平成16年の文化財保護法改正により生まれた新しい文化財のジャンルである文化的景観は、全国的にはどちらかといえば第一次産業により形成された景観の評価を中心に進められ、都市的な景観についてはまだまだ遅れている状況です。
本報告書は、平成22~25年度にかけて、鴨東の岡崎の地を対象として、都市的な景観をどのように捉えるかについて調査・検討した報告書です。

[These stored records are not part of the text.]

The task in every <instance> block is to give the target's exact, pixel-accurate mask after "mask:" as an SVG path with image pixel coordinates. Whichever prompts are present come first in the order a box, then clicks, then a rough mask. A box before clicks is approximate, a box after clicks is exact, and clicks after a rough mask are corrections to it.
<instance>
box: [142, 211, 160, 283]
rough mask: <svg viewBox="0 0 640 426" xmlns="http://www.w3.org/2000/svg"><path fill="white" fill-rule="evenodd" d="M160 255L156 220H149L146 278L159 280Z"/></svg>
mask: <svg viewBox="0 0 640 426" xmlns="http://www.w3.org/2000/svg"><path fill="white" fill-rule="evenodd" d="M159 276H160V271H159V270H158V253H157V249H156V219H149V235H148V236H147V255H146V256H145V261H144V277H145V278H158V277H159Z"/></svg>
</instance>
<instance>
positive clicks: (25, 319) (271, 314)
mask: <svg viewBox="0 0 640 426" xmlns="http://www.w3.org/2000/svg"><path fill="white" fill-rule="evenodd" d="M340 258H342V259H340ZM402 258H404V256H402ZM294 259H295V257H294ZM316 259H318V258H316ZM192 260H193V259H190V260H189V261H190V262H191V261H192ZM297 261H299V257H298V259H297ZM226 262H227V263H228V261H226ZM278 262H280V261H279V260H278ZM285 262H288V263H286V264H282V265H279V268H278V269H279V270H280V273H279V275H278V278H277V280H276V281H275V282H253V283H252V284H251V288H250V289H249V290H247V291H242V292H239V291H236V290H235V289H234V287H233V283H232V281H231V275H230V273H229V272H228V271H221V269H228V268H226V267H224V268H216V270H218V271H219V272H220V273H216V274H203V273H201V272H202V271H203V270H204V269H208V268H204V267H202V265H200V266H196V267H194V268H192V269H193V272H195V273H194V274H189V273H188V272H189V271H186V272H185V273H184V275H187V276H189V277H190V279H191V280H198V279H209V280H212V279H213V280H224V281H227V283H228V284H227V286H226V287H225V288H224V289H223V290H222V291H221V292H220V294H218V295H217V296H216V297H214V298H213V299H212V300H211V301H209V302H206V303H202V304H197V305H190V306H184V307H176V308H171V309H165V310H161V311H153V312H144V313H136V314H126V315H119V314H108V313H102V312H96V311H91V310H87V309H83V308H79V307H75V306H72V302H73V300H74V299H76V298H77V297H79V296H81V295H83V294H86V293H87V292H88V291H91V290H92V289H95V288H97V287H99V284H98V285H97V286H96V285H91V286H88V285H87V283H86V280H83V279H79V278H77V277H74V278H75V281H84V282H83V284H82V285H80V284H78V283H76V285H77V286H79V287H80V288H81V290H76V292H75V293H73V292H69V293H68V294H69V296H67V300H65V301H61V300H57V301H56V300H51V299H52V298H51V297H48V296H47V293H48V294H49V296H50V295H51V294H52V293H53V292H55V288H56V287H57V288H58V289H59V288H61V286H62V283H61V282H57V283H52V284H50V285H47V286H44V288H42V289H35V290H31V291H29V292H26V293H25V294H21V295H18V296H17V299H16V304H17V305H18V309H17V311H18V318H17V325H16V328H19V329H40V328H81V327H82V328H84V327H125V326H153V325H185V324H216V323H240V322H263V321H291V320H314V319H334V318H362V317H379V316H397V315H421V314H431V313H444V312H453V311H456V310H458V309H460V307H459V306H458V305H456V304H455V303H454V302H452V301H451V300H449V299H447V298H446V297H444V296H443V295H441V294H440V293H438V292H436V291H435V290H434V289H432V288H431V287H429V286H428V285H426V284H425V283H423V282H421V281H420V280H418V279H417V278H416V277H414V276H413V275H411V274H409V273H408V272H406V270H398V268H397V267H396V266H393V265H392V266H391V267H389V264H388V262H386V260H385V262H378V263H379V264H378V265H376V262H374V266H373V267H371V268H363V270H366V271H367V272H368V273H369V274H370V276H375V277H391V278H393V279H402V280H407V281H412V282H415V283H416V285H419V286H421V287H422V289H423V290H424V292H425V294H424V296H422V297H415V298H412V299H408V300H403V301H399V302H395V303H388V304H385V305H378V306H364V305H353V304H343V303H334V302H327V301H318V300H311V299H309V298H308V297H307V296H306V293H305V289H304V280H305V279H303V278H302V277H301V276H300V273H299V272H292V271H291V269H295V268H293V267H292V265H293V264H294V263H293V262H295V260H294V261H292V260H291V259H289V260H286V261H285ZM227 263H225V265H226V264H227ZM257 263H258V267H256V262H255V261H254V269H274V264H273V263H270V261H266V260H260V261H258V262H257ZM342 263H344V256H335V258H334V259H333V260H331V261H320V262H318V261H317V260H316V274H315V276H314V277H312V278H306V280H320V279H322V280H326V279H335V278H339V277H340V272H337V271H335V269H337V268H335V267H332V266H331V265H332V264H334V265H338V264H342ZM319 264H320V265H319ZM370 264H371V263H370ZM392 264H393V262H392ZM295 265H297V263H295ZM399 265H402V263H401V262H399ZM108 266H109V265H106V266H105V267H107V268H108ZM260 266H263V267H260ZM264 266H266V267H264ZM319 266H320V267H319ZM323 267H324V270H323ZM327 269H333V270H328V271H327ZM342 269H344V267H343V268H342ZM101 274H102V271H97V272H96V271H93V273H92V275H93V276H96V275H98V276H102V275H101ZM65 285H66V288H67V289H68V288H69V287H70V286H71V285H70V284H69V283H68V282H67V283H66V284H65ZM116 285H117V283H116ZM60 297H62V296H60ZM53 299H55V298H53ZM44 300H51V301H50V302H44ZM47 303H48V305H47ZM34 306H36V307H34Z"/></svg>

現在、美術館や動物園、またホールなど、数々の文化施設が集中する岡崎は、明治に開削された琵琶湖疏水がもたらした、近代京都の象徴的な場所です。疏水は運輸だけでなく、豊かな水を利用した工業を促進するとともに、流れる水を利用した近代庭園群の創出に欠かせないものでした。
都市は多様な価値が重なり合う場であり、ゆえにその文化的景観の把握は大変難しいものとなります。調査検討の結果、「京都岡崎の文化的景観」の特徴は、<都市における「景勝ヒンターランド」>と捉えられると規定しました。是非、一度ご覧下さい。
また、本報告書によって明らかにされた、京都岡崎の文化的景観の価値を、どのように守っていくのか、また守っていけばよいのかという議論・検討の成果をまとめたものが保存管理計画書です。本書は書籍としては刊行されていませんので、広く一般に公開するのはこのWEBページが初めてのことです。